Le chef de l’opposition tanzanienne Tundu Lissu a commencé vendredi 21 août à présenter sa défense dans son procès pour trahison. Le dirigeant du parti Chadema affirme que les poursuites engagées contre lui sont motivées par son combat en faveur de réformes politiques et électorales.
Tanzanie : l'oppasant Tundu Lissu dénonce un procès « politique »
Arrêté en avril 2025, Tundu Lissu est notamment accusé d’avoir incité la population à boycotter les élections. L’accusation de trahison dont il fait l’objet est passible de la peine de mort en Tanzanie.
Avant les élections de novembre 2025, son parti avait lancé une campagne baptisée « Pas de réformes, pas d’élections », réclamant une transformation du système électoral et des garanties démocratiques supplémentaires.
Samia Suluhu Hassan appelée comme témoin
Après avoir entendu 17 témoins de l’accusation, la Haute Cour a estimé que Tundu Lissu devait répondre des faits qui lui sont reprochés.

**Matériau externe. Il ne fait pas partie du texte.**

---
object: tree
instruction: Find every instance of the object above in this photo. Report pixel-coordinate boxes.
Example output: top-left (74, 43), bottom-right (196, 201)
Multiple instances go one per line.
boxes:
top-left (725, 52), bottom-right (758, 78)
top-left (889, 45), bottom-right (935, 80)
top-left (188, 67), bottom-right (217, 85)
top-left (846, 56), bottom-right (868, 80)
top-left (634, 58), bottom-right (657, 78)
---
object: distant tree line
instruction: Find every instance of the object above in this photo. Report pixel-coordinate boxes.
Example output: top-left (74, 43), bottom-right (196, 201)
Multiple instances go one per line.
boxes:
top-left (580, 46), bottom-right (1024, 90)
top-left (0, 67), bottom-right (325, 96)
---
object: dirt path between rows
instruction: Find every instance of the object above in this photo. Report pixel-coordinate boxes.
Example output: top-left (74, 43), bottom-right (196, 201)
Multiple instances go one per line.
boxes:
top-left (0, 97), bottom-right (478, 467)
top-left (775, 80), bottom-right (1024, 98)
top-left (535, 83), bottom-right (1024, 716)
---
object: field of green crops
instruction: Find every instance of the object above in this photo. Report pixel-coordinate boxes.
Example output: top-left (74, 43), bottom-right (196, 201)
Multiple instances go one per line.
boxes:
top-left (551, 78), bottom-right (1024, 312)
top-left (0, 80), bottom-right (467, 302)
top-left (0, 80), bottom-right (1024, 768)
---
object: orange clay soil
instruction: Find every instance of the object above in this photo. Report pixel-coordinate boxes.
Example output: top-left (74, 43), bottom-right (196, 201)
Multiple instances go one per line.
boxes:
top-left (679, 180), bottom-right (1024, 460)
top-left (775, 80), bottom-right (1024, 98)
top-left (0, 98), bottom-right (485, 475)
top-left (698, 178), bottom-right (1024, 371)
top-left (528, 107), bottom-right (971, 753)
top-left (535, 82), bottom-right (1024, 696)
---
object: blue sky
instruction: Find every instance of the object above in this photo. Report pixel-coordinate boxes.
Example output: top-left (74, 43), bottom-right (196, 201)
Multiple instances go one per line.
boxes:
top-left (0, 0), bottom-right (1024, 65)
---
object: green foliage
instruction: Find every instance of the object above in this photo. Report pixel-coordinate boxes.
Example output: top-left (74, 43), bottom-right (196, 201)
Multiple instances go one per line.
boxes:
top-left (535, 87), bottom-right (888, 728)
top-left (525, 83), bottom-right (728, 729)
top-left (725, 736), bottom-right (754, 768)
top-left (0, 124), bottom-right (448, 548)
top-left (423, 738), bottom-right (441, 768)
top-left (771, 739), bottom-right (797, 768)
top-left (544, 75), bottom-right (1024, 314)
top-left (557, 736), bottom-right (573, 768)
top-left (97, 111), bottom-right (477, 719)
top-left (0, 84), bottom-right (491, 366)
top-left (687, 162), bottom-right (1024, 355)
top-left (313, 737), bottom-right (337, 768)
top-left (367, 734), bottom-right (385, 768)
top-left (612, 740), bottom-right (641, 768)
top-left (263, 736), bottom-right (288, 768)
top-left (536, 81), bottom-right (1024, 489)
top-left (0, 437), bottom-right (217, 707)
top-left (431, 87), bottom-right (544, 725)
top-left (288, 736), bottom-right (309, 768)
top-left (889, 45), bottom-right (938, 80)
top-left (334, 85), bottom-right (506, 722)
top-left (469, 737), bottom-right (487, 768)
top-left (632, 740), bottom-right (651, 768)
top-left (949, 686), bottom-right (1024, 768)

L’opposant de 58 ans, qui assure lui-même sa défense, souhaite désormais faire comparaître plusieurs hauts responsables de l’État. Parmi eux figure la présidente Samia Suluhu Hassan. Il a demandé à la justice de les citer à comparaître.
Tundu Lissu a également dénoncé les difficultés rencontrées en détention pour préparer son procès, affirmant ne pas pouvoir recevoir librement ses avocats et les témoins qu’il souhaite solliciter.
Cette affaire intervient après les violences qui ont accompagné les élections de novembre 2025. Le gouvernement tanzanien reconnaît que plus de 500 personnes ont été tuées durant les troubles, sans attribuer la responsabilité de ces décès.
Le Chadema accuse de son côté le pouvoir de restreindre l’espace politique et les libertés de l’opposition.
À l’issue de l’audience, des sympathisants du parti ont scandé des slogans réclamant une nouvelle Constitution et la libération de Tundu Lissu.
Le procès doit reprendre le 24 août, date à laquelle le chef de l’opposition poursuivra sa défense.